Shallow vs. deep copying in Python

Shallow vs. deep copying in Python

If you’ve worked with Lists in Python before, you’ll quickly realise that they work differently from primitives like integers and strings. Consider the following:

a = "hello"
b = a
a = "world"
print(a) # Outputs world
print(b) # Outputs hello

Notice that changing the value of a does not change the value of b. This is called passing by value. In Python, Lists do not behave this way:

a = [2, 3, 4, 5]
b = a
a.append(6)
print(a) # Outputs [2, 3, 4, 5, 6]
print(b) # Outputs [2, 3, 4, 5, 6]

In the above example, notice that changing the value of List a also changes the value of List b. This is because both a and b are referring to the same List, and this is called passing by reference.

Creating a separate copy

To work with a separate List in a new variable, we have to call the copy() method:

a = [2, 3, 4, 5]
b = a.copy()
a.append(6)
print(a) # Outputs [2, 3, 4, 5, 6]
print(b) # Outputs [2, 3, 4, 5]

This does not work, however, if your List contains other Lists (or other kinds of Collections like Sets and Dictionaries).

marksheet = [
    ["P", 68],
    ["M", 76]
]
copied_marksheet = marksheet.copy()
copied_marksheet[0][0] = "PM"

print(marksheet) # Outputs [["PM", 68], ["M", 76]]
print(copied_marksheet) # Outputs [["PM", 68], ["M", 76]]

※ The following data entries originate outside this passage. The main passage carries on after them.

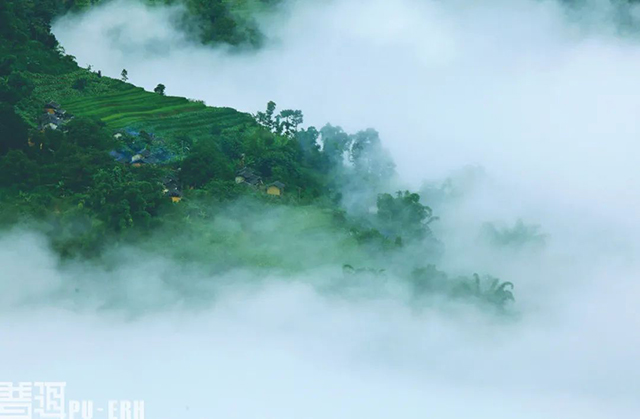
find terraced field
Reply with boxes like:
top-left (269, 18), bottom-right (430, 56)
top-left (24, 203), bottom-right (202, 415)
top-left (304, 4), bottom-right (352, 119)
top-left (29, 72), bottom-right (254, 141)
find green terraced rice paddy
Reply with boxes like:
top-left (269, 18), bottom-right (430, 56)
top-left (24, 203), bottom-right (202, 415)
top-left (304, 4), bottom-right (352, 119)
top-left (30, 73), bottom-right (254, 141)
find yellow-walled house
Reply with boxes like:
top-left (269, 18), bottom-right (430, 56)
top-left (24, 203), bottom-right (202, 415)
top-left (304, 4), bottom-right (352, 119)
top-left (267, 181), bottom-right (284, 196)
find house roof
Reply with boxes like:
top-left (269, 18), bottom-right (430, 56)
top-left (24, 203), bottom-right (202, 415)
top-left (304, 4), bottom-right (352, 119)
top-left (167, 188), bottom-right (182, 198)
top-left (236, 167), bottom-right (262, 185)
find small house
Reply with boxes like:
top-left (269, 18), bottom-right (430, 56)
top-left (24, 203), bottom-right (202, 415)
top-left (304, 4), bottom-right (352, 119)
top-left (44, 102), bottom-right (60, 115)
top-left (38, 113), bottom-right (62, 131)
top-left (236, 167), bottom-right (262, 187)
top-left (267, 181), bottom-right (285, 196)
top-left (167, 188), bottom-right (182, 203)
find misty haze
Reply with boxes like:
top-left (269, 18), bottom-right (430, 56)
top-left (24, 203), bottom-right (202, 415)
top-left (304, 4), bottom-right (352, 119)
top-left (0, 0), bottom-right (640, 419)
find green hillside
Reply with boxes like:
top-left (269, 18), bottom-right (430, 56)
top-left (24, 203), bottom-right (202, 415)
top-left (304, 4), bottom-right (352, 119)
top-left (29, 70), bottom-right (255, 141)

Here, modifying marksheet affects the copied_marksheet because only the external List is copied, and the nested (internal) Lists are not. To properly copy nested Lists like these, you need to do a deep copy:

marksheet = [
    ["P", 68],
    ["M", 76]
]
copied_marksheet = []
for row in marksheet:
    copied_marksheet.append(row.copy())
copied_marksheet[0][0] = "PM"

print(marksheet) # Outputs [["P", 68], ["M", 76]]
print(copied_marksheet) # Outputs [["PM", 68], ["M", 76]]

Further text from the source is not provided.